At Monday’s opening session of CERAWeek, an annual major energy industry conference in Houston, the International Energy Agency (IEA) released its latest medium-term oil market report, indicating strong growth in demand could outpace supply by 2020. Unless new projects are begun soon, supply will fall behind demand, with the possible consequence of a sharp spike in crude prices.

The IEA expects global demand to surpass 100 million barrels per day in 2019 and reach 104 million barrels a day by 2022. Developing countries, primarily in Asia, account for all the projected growth, or roughly 70% of production growth.

New supply will come primarily from the United States, according to the IEA. U.S. production will increase by 1.4 million barrels a day by 2022 if crude oil prices remain around $60 a barrel. If prices rise to $80 a barrel, crude production from U.S. shale plays (what the IEA refers to as light, tight oil, or LTO) could increase by as much as 3 million barrels a day. That’s more than any other nation currently produces.

Ironically, perhaps, the current production cuts imposed on members of OPEC and subscribed to by several other major producers, including Russia, are expected to drive prices to more than $55 a barrel, with a near-term target of $60. At that price, U.S. shale producers are very likely to ramp up production because virtually all of them can make a profit at that price.

S&P Global Platts said yesterday that OPEC member nation compliance with the production cuts reached 98.5% overall for the first two months of the year. The compliance rate in January was 91%. Saudi Arabia, for example, has produced an average of 9.92 million barrels a day in the first two months of the year, 140,000 barrels a day below its agreed level.

Compliance outside OPEC has been less effective. Russia has committed to a cut of 300,000 barrels a day but the country’s February production was just 121,300 barrels a day less than its October 2016 production. Russia claims that it will reach its full level of cuts by May.

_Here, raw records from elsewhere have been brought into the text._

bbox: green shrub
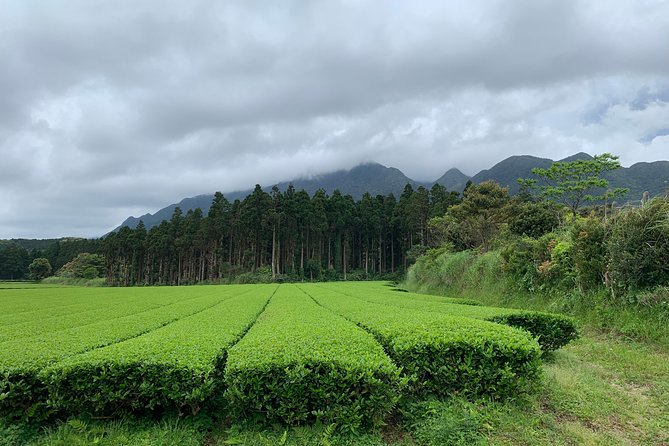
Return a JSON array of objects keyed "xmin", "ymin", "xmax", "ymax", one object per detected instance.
[
  {"xmin": 338, "ymin": 286, "xmax": 578, "ymax": 351},
  {"xmin": 0, "ymin": 288, "xmax": 227, "ymax": 418},
  {"xmin": 225, "ymin": 285, "xmax": 401, "ymax": 429},
  {"xmin": 301, "ymin": 284, "xmax": 541, "ymax": 399},
  {"xmin": 40, "ymin": 285, "xmax": 276, "ymax": 414},
  {"xmin": 607, "ymin": 198, "xmax": 669, "ymax": 295},
  {"xmin": 570, "ymin": 217, "xmax": 608, "ymax": 291}
]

Under the deal agreed to last November, OPEC has pledged to cut 1.2 million barrels a day from production, freezing production levels at around 32.5 million barrels a day by June. For the first two months of the year OPEC production has averaged 32.11 million barrels a day.

Indonesia suspended its OPEC membership in November, but adding in the country’s typical daily production of 730,000 barrels, OPEC’s average rises to about 340,000 barrels a day above the agreed production cuts. Eleven non-OPEC producers also agreed to cut production by 558,000 barrels a day over the first six months of the year.